Advocates of a proposal that would set compensation guidelines for large retail stores got their day in the City Council chambers last month as concerned citizens implored aldermen to approve an ordinance that would mandate base wages and provide basic health benefits.
The Finance Committee discussed requiring Chicago stores with retail space of 75,000 or more square feet?”so-called “big box stores”?”to pay a minimum wage of $10 per hour to workers, plus an average $3 an hour for fringe benefits. Opponents of the ordinance were expected to testify later.
“Is it too much to ask for a living wage and benefits?” asked Baltazar Enriquez, a social worker who spoke for ACORN, a West Side group dedicated to enhancing quality of life for low- and moderate-income families. “It’s time for the aldermen to start representing us, and it’s time for the aldermen to stop representing Wal-Mart,” he said. The crowd gave him a standing ovation.
Wal-Mart surfaced frequently in the discussion of “big-box” retailers, due in part to a May 2004 council decision to approve an Austin Wal-Mart development. The new store, expected to open in the spring of 2006, would be one of about three dozen stores affected by the ordinance, according to Ron Baiman, a research assistant at the University of Illinois-Chicago.
Baiman, who conducted a study with the UIC Center for Urban Economic Development on the estimated economic impact of the Chicago big-box living-wage ordinance, testified at the hearing.
“Big box ordinances would substantially benefit big-box workers and their families and other residents in the city of Chicago,” Baiman said. “[This ordinance is necessary to prevent the downward pressure on wages and benefits engendered by company box stores.”
The study focused on stores with more than 250 workers and found that increasing the wages and benefits of those employees may raise retail prices, but Baiman said that would be 2.1 percent or less.
Some aldermen said this price increase could drive big-box businesses to the suburbs.
“I don’t want the price chasing big businesses out of my community,” said Ald. Bernard Stone (50th).

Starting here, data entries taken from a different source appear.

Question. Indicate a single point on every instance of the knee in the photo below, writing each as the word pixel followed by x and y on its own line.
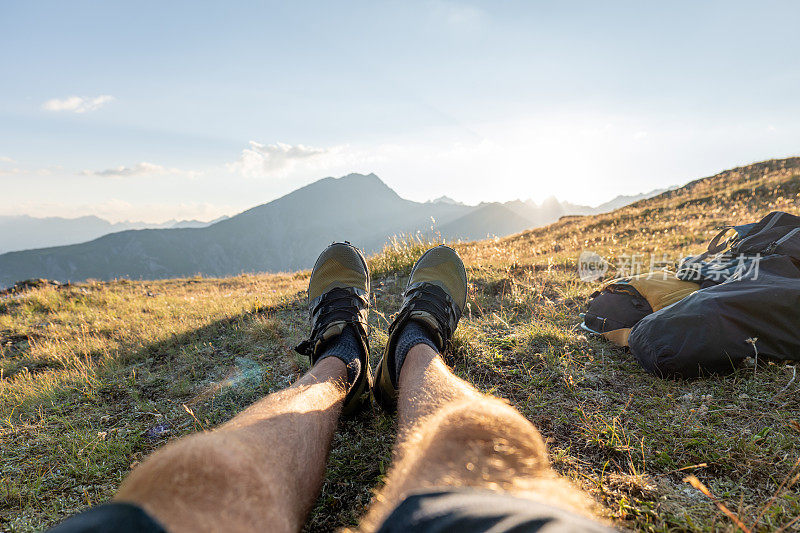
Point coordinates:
pixel 190 465
pixel 491 432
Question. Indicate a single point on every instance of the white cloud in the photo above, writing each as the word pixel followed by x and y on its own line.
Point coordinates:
pixel 139 169
pixel 281 160
pixel 457 15
pixel 116 210
pixel 77 104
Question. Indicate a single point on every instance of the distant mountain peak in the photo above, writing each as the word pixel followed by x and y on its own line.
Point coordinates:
pixel 444 199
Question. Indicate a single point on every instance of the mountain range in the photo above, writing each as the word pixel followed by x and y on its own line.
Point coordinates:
pixel 285 234
pixel 22 232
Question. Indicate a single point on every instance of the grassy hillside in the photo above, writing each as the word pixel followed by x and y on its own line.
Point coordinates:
pixel 97 375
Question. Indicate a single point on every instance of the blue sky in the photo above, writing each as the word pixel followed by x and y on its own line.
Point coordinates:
pixel 158 110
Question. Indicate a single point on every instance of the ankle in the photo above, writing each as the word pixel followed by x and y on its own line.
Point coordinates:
pixel 413 335
pixel 418 359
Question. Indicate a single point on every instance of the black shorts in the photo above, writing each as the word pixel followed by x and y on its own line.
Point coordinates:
pixel 462 511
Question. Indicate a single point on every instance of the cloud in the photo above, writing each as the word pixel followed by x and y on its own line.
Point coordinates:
pixel 118 210
pixel 77 104
pixel 139 169
pixel 280 160
pixel 458 16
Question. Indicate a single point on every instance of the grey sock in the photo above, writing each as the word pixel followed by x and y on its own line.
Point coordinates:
pixel 346 347
pixel 413 333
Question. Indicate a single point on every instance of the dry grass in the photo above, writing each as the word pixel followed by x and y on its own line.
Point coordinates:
pixel 95 376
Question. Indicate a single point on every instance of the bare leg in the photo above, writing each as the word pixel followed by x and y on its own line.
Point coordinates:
pixel 260 471
pixel 453 436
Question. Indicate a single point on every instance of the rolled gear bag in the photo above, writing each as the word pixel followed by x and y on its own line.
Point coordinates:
pixel 621 303
pixel 754 312
pixel 776 233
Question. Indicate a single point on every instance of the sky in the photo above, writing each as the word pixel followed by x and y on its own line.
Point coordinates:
pixel 155 110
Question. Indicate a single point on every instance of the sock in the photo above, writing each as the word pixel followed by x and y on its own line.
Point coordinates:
pixel 346 347
pixel 412 334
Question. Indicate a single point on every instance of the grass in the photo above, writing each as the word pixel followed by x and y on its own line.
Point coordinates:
pixel 97 375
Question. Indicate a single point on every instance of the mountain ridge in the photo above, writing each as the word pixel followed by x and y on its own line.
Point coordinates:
pixel 278 235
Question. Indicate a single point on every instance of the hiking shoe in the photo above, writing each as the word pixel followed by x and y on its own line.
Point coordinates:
pixel 435 297
pixel 338 296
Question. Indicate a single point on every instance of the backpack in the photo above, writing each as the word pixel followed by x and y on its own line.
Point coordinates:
pixel 777 233
pixel 751 310
pixel 621 303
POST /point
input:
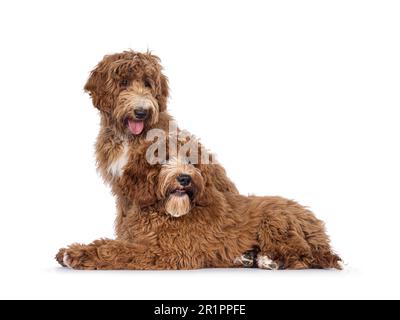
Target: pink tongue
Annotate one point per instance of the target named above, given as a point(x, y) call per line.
point(136, 126)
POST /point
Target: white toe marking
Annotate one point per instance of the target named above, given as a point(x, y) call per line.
point(243, 261)
point(342, 265)
point(67, 260)
point(264, 262)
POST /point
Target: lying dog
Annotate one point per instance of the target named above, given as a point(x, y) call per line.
point(193, 225)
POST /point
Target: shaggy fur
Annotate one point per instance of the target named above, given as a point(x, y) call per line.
point(161, 224)
point(208, 228)
point(119, 85)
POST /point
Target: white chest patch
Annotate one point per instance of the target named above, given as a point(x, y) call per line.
point(116, 168)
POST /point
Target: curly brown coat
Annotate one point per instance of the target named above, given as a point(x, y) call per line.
point(160, 223)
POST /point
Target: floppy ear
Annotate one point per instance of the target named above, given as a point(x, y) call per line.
point(144, 191)
point(162, 82)
point(164, 93)
point(101, 86)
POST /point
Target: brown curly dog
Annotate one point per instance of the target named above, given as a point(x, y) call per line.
point(193, 225)
point(130, 91)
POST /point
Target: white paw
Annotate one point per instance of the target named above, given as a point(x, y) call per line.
point(264, 262)
point(342, 265)
point(244, 260)
point(67, 260)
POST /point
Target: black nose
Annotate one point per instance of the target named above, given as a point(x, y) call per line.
point(140, 113)
point(184, 179)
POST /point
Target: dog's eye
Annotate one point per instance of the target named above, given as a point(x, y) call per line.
point(124, 83)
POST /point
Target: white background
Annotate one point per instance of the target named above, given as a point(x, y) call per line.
point(298, 98)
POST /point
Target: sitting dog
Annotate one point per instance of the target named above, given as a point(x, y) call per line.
point(131, 91)
point(191, 224)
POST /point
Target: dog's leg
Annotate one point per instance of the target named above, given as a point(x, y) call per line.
point(108, 255)
point(264, 262)
point(246, 260)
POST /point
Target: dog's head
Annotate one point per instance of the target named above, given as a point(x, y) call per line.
point(181, 186)
point(130, 91)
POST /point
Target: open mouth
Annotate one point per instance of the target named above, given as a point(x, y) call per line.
point(136, 127)
point(181, 192)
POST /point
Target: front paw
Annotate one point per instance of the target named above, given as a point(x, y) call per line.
point(60, 257)
point(78, 257)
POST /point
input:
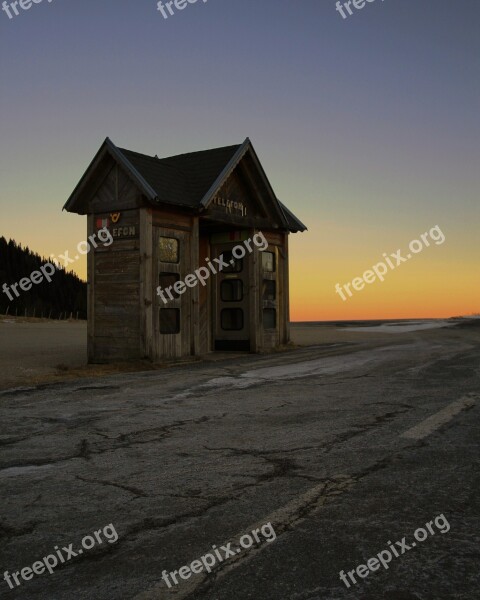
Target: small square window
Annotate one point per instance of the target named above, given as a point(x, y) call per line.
point(168, 250)
point(231, 290)
point(269, 318)
point(169, 320)
point(269, 290)
point(232, 319)
point(168, 280)
point(235, 265)
point(268, 261)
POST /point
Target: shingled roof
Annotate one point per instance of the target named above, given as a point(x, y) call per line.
point(182, 180)
point(186, 180)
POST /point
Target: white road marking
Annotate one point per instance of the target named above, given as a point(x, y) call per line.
point(443, 416)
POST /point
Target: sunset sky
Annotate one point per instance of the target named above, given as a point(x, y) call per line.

But Baiman said that won’t happen.
“This would be a negligible cost to big-box retailers,” he said. “This is a very marginal effect in their revenue.”
In fact, Baiman’s study found that if workers are paid more, they would recycle that extra income back into the community, spurring on the local economy, the community and big-box businesses.
Ald. Emma Mitts (37th), whose ward is the expected destination of the city’s new Wal-Mart, does not want to see the ordinance written into law any time soon.
“I’m very optimistic to say that the ordinance won’t pass,” she said, expressing concern that another city guideline would deter companies from building in the city. “I’m not for it at this time, for the sake of Chicago.”
Wal-Mart representatives did not respond to repeated phone calls.